Literally every company is going to have some non-zero number of security leaks. I don't think it's reasonable to be disappointed in an entire company because of a bug written by (likely) one engineer. God knows I've written my share, but none of my software is on routes easily accessible to the public. Unless it's part of a larger pattern, this reaction is going to lead to you being disappointed with 100% of producers of software, past, present, and future, which doesn't seem like a useful state.
Incidentally, in the list of IDs you published, are those real? If they are: that's BS that you are publishing real people's IDs, and I'm also surprised by the number of numeric qq.com accounts.
Anyways, it's a privacy violation. Apple shouldn't be handing out your email without your permission. Facebook has a setting allowing you to choose whether you want your email to be public or not.
Sure, you could spam them, but that's not a special property of Apple IDs. Apple certainly shouldn't be leaking emails, but describing this as "leaking Apple IDs" instead of "leaking emails" makes it sound like it's more serious than it is.
The only one I could find provided from Apple applies to 10.6 Snow Leopard. Strange there isn't a similar security guide for Mac OS like they have for iOS.

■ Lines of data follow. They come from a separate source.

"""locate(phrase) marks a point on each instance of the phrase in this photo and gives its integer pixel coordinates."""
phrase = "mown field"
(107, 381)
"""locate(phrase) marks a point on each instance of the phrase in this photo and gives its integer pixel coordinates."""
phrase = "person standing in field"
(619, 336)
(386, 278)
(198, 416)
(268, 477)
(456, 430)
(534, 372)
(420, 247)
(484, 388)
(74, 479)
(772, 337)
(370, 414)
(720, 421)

I suggest you read the Android Security 2016 Year in Review before posting any further links to blog sites whose primary goal is to post scaremongering articles for click bait. According to Adrian Ludwig there has not been one known successful StageFright exploit in the wild.
Anyone who knows how to use a smartphone properly simply won't have security problems to deal with.
What difference does any of this make with iOS when we all know the US Gov't can simply access backdoors whenever they please? Don't fall for this security meme.
What does any of this matter when iCloud is a hacker's dream??
And I didn't ask if HN readers' phones CAN be hacked, I simply asked if they WERE asked. F off Elitist troll.
"There have not been any breaches in any of Apple’s systems including iCloud and Apple ID," the spokesperson said. "The alleged list of email addresses and passwords appears to have been obtained from previously compromised third-party services."
> Securely erasing saved keys is just as important as generating them. It’s especially challenging to do so on flash storage, where wear-leveling might mean multiple copies of data need to be erased. To address this issue, iOS devices include a feature dedicated to secure data erasure called Effaceable Storage. This feature accesses the underlying storage technology (for example, NAND) to directly address and erase a small number of blocks at a very low level.
I guess that means separate storage, as the main storage in recent iPhones is an NVMe SSD and not raw NAND attached to the processor.
BTW, is there a good / easy way to connect raw NAND to a normal desktop PC?